The beliefs go like this: “All reality is material or physical. There is no reality but material reality. Consciousness is a by-product of the physical activity of the brain. Matter is unconscious; evolution is purposeless. God exists only as an idea in human minds, and hence in human heads.”
The summation correctly concludes: “These beliefs are powerful, not because most scientists think about them critically, but because they don’t.”
I would add the idea of randomness, which is also central to the conventional scientific worldview. Adherence to complete randomness as the essential principle of cosmic and terrestrial evolution has given rise to the intellectually dishonest idea of ‘multiverses.’ It gets around the problem of “fine tuning” by proposing an infinite number of universes existing alongside ours.
There is no science without thought and knowledge. Yet meditation, at bottom, is the ending of thought and the known. Can the two completely different modes be compatible? They can if we understand the essence of each.
The essence of thought and knowledge is memory. Science is based on thought as reason, logic and the accumulation of knowledge. Unfortunately, so is relationship as we usually think of it.
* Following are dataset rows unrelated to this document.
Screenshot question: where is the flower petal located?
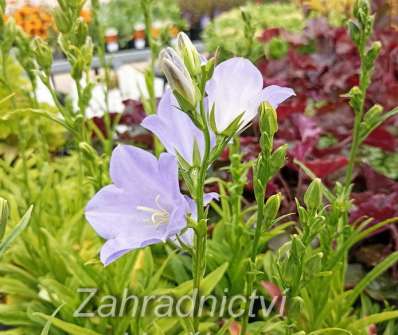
[110,145,158,190]
[206,57,263,132]
[85,185,163,239]
[100,232,162,266]
[141,90,204,164]
[259,85,296,108]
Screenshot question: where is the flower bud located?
[0,0,6,15]
[32,38,53,75]
[79,142,98,161]
[304,178,323,210]
[177,32,201,76]
[260,102,278,137]
[53,8,72,34]
[365,41,382,69]
[0,198,9,241]
[160,48,196,107]
[264,193,282,223]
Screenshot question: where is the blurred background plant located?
[203,3,305,61]
[0,0,398,335]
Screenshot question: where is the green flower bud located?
[364,104,383,125]
[177,32,201,76]
[270,144,288,175]
[159,48,196,107]
[264,193,282,223]
[0,198,9,241]
[260,102,278,136]
[32,38,53,75]
[53,8,72,34]
[365,41,382,69]
[304,178,323,210]
[79,142,98,161]
[74,19,88,47]
[0,0,6,15]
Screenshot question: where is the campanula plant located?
[0,0,398,335]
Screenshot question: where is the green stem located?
[240,192,265,335]
[344,36,369,192]
[1,53,32,198]
[193,99,210,332]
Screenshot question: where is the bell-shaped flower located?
[206,57,295,133]
[177,32,202,76]
[159,47,196,107]
[141,90,215,165]
[85,145,192,265]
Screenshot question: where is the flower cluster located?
[86,33,294,265]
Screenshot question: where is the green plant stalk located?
[1,53,32,198]
[141,0,163,156]
[192,97,210,332]
[344,48,368,189]
[92,1,115,157]
[240,186,265,335]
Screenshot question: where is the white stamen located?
[137,194,170,227]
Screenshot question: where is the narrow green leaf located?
[350,311,398,330]
[34,313,101,335]
[0,206,33,258]
[41,304,65,335]
[308,328,352,335]
[347,251,398,305]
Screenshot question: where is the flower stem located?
[193,99,210,332]
[240,192,265,335]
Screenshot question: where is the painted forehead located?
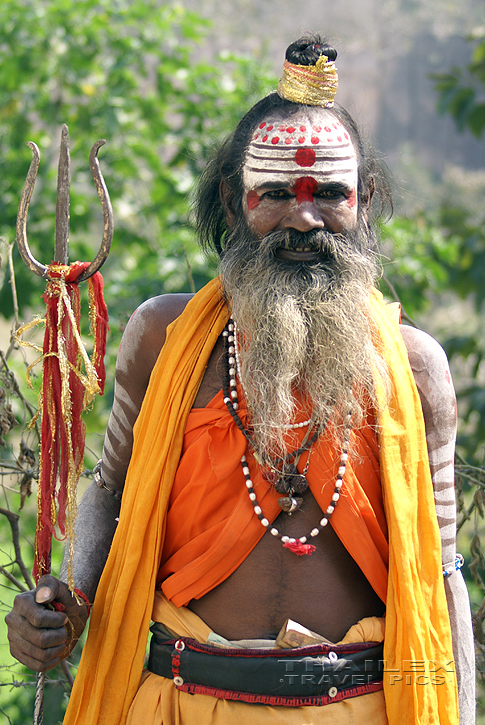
[243,113,357,189]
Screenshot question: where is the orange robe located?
[161,391,389,607]
[64,280,458,725]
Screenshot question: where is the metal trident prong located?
[17,124,113,282]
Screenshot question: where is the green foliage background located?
[0,0,485,725]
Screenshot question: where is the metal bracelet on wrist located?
[93,458,123,501]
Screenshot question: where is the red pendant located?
[283,541,317,556]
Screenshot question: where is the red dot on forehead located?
[295,149,315,168]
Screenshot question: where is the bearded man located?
[7,38,474,725]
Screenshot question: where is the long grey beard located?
[220,223,387,457]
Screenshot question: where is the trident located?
[17,124,113,725]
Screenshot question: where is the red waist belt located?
[148,624,383,707]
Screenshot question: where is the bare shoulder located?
[400,325,449,375]
[118,294,193,367]
[116,294,193,407]
[401,325,456,442]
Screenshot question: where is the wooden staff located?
[17,125,113,725]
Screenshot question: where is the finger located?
[7,591,67,629]
[7,618,68,654]
[36,574,87,618]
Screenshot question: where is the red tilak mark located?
[295,149,315,168]
[347,189,357,208]
[246,191,261,211]
[293,176,318,204]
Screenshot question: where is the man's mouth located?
[276,247,321,262]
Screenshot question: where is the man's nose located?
[283,201,326,232]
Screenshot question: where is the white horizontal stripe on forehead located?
[243,114,357,187]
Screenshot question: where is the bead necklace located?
[222,320,351,556]
[222,320,326,506]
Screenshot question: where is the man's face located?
[243,109,358,261]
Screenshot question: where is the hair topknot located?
[193,35,392,256]
[285,34,337,65]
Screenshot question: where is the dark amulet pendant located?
[278,496,303,516]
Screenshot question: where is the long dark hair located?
[193,35,392,256]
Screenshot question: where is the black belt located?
[148,624,383,707]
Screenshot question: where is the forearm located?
[60,482,120,602]
[445,571,475,725]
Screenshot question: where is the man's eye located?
[262,189,292,199]
[315,189,345,199]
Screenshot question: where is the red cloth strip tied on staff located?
[27,262,108,591]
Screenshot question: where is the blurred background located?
[0,0,485,725]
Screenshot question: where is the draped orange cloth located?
[64,280,458,725]
[161,391,389,607]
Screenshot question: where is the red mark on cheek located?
[246,191,261,211]
[295,149,315,168]
[293,176,318,204]
[347,189,357,209]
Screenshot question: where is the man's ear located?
[360,176,376,219]
[219,179,236,227]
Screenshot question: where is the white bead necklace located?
[223,321,351,556]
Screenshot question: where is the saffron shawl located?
[64,279,458,725]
Few people who aren’t suffering from post-traumatic stress syndrome question whether there is an important distinction between memories that are useful and useless, beneficial and harmful.
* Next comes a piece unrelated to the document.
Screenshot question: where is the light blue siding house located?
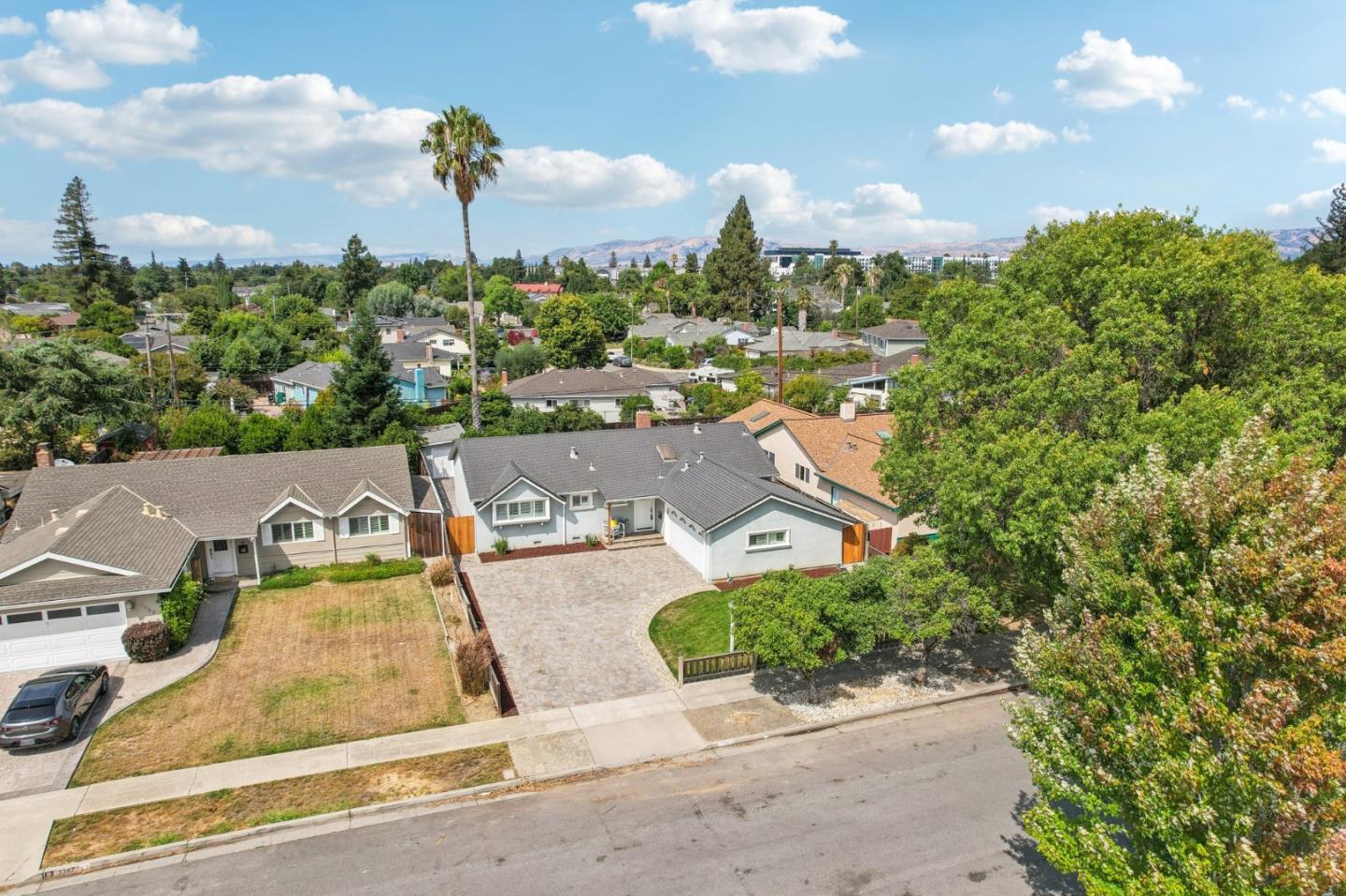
[451,424,854,581]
However, even as a young man, for some strange reason, I questioned whether extraneous and useless memories had to be stored and repeated. Such memories seemed to me inextricably tied to hurt, suffering, and the hardening of the heart and dulling of the mind.
As I’ve grown older, that core insight has proven correct. And though I’m not entirely free of the prison of psychological memory, meditation at least provides a daily furlough.
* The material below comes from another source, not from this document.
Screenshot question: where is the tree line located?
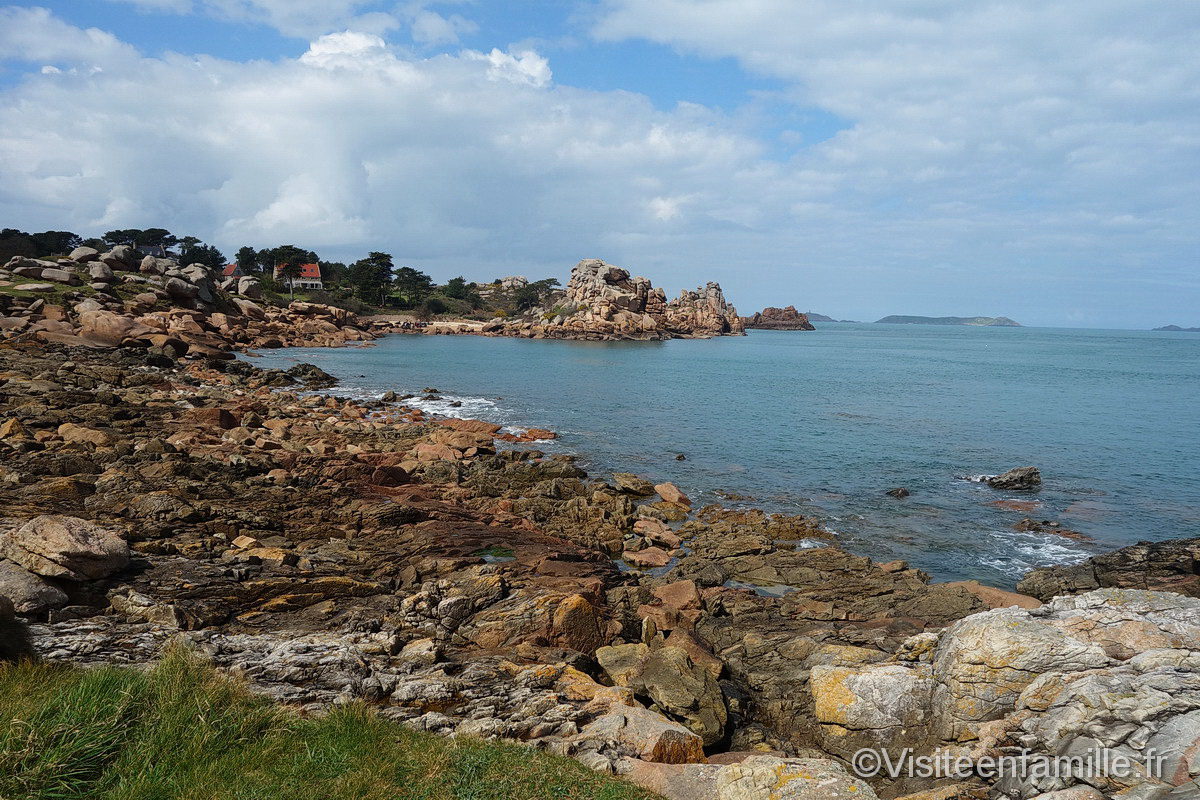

Try this. When some old memory arises (it doesn’t matter whether its good or bad, though trivial is better for the experiment), come to it instantly, and watch it with all one’s attention and energy for a few seconds. Remain with the memory until if fades away. You’ll find that often the memory is extinguished.
That was sometimes to my family’s chagrin. When I return from California for a visit to my native state of Michigan, I often can’t remember events that have been enshrined in the family scrolls. On the other hand, they could not recall, or minimized and rationalized, really important events.
Truth is never in the context of memory and knowledge; memory and knowledge have to be in the service of truth, which is not a fixed thing, but moment to moment.
What does this have to do with science and the unexamined beliefs of science?
It’s beyond science, yet it is a testable approach to psychological and emotional health in the individual.
The entire matter of memory (pardon the pun) compels the question: Is there a non-materialist kind of science?
Science is rightly materialistic (in the non-consumeristic sense) and reductionistic. It cannot and should not try to be otherwise. The problem begins when the materialism and reductionism of science are assumed to be the context and prism through which all experience occurs.
Beyond the attempt to make subjective experience objective, there is the question of non-dual states of being, in which the division between ‘inside the head’ and ‘outside the head’ loses all meaning.
Hubristically, neuroscientists say things like, “Now that we have found which parts of the brain are activated in meditation, it shows that these conscious states are caused by nothing but the physiology of particular parts of the brain.”
That’s like saying, because there are characteristic, measurable patterns of activity occurring in our brains when we look at a tree, the tree is only inside our heads and corresponds to nothing beyond.
Neuroscientists may be able to reduce the subjective sense of self to brain states, since the ‘me’ is a particular program of thought, akin perhaps to the operating system of a computer. But they’ll never be able to reduce the complete stillness of mind, which allows the human brain to have awareness of consciousness in nature without a shred of separation, into self-generated brain states.
To insist that the experiencing of the sacred (without reference to texts and traditions, beliefs and churches) be proven, or even for evidence of it other than the testability and replicability in the individual, is to believe that only science is the arbiter of truth.
Science, with its necessarily materialistic and reductionistic premises, sees all conscious experience as epiphenomenal to physical processes. That is, the experiencing of wholeness and holiness is a secondary mental phenomenon that is caused by and accompanies a physical phenomenon in the brain. That’s not true, and it is at this point that science begins to deceive us.
Silence and emptiness are the source of all insight, indeed all being. Therefore as important as science and knowledge are, they have to be set aside completely during the day to awaken true consciousness.